【怖い話】横田めぐみさんが連れ去られたとされる場所から数キロ地点の海岸線にて

横田めぐみさんが失踪したのと同時期に、奇妙な体験をしました。

当時高校一年だった俺は、海辺の我が家から友人宅へ向かうべく歩いていました。

時刻は午後九時をまわっていたでしょうか。住宅地とはいえ街灯も疎らで薄暗い海岸近くの生活道路に、俺以外の人影は全くありませんでした。

と、後ろから足音が聞こえてきました。何気なく振り返ってみると、10メートル程後方に男がいます。一見して、それほど若くないことだけはわかりました。

足音が早くなり、その男がどんどん近づいてきました。(追い越すんだな)と思っていると、その足音は1メートルほど後方で歩を緩め、俺にぴったりと追従する形になりました。細い路地ならともかく、そこは幅員5メートル程もある道です。

明らかに意図的なその行動に、当時既に武道の有段者だった俺も相手の真意を質すことはおろか、振り向くことすらできなくなっていました。

そのまま10メートルも歩いたでしょうか。後ろの男が再び早足になると、息がかかるほどに密着してきました。

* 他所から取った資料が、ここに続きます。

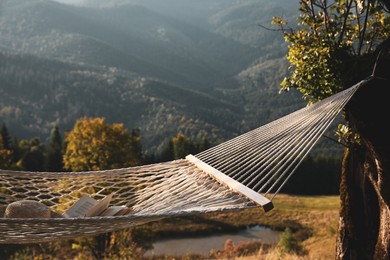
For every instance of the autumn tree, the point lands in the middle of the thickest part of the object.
(94, 144)
(335, 45)
(32, 155)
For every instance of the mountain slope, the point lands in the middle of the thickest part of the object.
(142, 65)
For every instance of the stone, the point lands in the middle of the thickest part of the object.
(27, 209)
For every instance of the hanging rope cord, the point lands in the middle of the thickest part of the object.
(246, 171)
(264, 159)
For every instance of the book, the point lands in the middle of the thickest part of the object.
(116, 211)
(87, 206)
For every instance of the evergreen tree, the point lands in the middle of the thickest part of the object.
(6, 139)
(5, 156)
(182, 146)
(55, 152)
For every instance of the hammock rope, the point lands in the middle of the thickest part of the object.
(246, 171)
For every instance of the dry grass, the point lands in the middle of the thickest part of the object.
(318, 213)
(313, 220)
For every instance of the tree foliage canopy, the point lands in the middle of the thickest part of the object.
(329, 35)
(94, 144)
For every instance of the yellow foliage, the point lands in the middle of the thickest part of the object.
(94, 145)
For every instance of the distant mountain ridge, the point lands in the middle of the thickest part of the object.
(142, 66)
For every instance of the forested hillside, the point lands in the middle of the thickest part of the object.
(204, 68)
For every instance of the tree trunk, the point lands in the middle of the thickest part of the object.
(364, 224)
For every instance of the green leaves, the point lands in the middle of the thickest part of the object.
(328, 32)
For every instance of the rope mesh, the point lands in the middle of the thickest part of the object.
(265, 158)
(261, 160)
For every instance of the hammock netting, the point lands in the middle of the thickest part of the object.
(246, 171)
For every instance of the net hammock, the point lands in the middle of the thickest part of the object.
(246, 171)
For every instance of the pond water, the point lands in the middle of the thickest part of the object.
(203, 245)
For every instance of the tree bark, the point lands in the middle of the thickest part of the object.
(364, 224)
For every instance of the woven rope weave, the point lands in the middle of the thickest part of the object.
(227, 177)
(154, 191)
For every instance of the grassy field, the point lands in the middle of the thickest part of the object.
(312, 220)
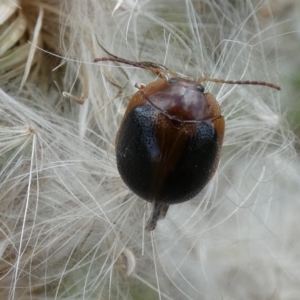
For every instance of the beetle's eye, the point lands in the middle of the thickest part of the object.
(200, 88)
(173, 80)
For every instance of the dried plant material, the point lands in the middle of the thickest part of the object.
(70, 228)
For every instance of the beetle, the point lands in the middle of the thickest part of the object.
(170, 138)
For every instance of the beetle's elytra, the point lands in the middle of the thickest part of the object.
(169, 141)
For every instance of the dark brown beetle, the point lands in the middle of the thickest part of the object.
(169, 141)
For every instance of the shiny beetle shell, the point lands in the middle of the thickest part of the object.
(169, 142)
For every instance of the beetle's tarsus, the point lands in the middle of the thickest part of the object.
(159, 212)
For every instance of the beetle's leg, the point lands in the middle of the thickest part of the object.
(268, 84)
(159, 212)
(140, 87)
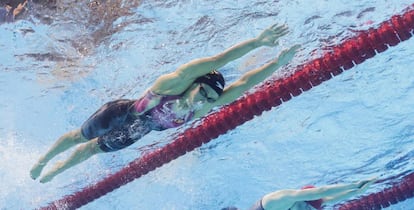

密着されて俺の恐怖が最高潮に達した瞬間、角を曲がって1台のバイクが近づいてきて、俺の前に止まりました。

「よ~お 、久しぶり。」

それは中学時代の友人でした。

その時初めて目前の異様な状況に気づいたその友人が「え?誰?何?どうしたの?」と素っ頓狂な声を上げると同時に、男は不自然に顔を背けると、海岸方向に走り去っていきました。

横田さんが連れ去られたとされる場所から数キロ地点の海岸線で、彼女が失踪してから数ヶ月後に体験した実話です。

マスコミが彼女の失踪を報道した翌日、当時通っていた道場の後輩が「あの横田って俺の同級生なんスよ。」と言っていたのが、今でも鮮明に思い出されます。